Interview écrite


Carole_Quilgars_Edilivre
4 décembre 2014
Posté par
Flora

Rencontre avec Carole Pain Quilgars, auteur de « Le Petit Frère »

Carole_Quilgars_EdilivrePrésentez-nous votre ouvrage en quelques mots ?
« Le Petit Frère » raconte l’histoire de notre famille. Une famille heureuse, et à priori comme toutes les autres, mais qui bascule progressivement dans un monde inconnu et effrayant, celui de l’autisme. Elouan, notre deuxième petit garçon aujourd’hui âgé de 7 ans, est autiste. Mon livre raconte notre difficile parcours de parents pour comprendre et vivre avec ce handicap.

Ce livre a-t-il été une thérapie pour vous ? Vous a-t-il aidé à affronter la maladie ?Non, ce livre n’a aucunement été une thérapie pour moi dans le sens où je ne l’ai pas écrit pour moi ou pour me faire du bien, mais uniquement pour les autres. Il ne s’agit pas d’une introspection, j’ai voulu écrire un témoignage qui puisse intéresser tout le monde.

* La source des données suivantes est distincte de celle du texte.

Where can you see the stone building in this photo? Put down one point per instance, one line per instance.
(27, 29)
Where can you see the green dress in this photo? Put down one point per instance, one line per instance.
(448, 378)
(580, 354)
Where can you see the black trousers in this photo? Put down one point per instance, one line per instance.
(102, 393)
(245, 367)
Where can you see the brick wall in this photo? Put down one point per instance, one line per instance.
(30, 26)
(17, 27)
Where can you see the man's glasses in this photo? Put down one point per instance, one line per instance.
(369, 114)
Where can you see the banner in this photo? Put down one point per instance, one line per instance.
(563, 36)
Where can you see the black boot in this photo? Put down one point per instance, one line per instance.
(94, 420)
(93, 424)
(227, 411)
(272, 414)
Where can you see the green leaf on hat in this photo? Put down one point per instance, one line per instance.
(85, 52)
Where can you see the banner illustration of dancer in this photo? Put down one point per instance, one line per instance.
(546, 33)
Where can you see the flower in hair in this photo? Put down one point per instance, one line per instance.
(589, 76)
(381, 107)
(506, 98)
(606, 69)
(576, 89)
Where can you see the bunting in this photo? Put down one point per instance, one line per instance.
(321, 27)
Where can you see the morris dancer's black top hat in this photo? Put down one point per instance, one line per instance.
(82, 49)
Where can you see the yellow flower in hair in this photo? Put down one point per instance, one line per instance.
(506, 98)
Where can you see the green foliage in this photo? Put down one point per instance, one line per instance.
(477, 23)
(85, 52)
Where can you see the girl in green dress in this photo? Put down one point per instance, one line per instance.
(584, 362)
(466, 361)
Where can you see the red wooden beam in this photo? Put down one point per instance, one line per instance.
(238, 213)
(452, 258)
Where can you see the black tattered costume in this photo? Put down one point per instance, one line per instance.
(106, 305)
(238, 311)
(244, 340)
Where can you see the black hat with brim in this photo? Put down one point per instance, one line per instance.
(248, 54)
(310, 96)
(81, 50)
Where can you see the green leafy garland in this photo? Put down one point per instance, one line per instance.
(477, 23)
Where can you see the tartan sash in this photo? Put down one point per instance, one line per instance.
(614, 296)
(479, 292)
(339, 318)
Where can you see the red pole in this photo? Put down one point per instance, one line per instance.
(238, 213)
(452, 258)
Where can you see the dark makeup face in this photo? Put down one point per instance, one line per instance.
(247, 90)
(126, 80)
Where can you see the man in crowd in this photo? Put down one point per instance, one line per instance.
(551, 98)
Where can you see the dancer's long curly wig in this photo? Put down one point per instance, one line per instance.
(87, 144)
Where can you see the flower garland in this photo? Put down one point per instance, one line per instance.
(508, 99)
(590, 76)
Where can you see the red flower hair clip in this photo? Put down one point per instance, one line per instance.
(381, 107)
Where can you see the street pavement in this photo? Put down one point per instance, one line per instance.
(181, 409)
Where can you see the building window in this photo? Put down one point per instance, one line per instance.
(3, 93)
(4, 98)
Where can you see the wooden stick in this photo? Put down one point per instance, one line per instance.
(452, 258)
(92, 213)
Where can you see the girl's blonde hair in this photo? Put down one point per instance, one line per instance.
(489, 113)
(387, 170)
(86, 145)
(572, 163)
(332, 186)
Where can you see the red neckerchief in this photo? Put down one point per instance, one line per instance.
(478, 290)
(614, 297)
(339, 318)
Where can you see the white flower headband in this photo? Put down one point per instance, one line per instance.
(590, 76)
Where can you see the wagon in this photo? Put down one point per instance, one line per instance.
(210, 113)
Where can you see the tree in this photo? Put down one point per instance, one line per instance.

A quel lecteur s’adresse votre ouvrage ?
« Le Petit Frère » parlera particulièrement aux personnes touchées de près ou de loin par l’autisme. Beaucoup de gens y reconnaîtront leur propre histoire ou celle de leurs proches. Je livre, notamment en deuxième partie, des conseils très pratiques pour améliorer le quotidien d’un enfant atteint d’autisme. Mais je pense que ce livre peut toucher et plaire à un très large public. Toute personne tournée vers les autres pourra aimer ce témoignage.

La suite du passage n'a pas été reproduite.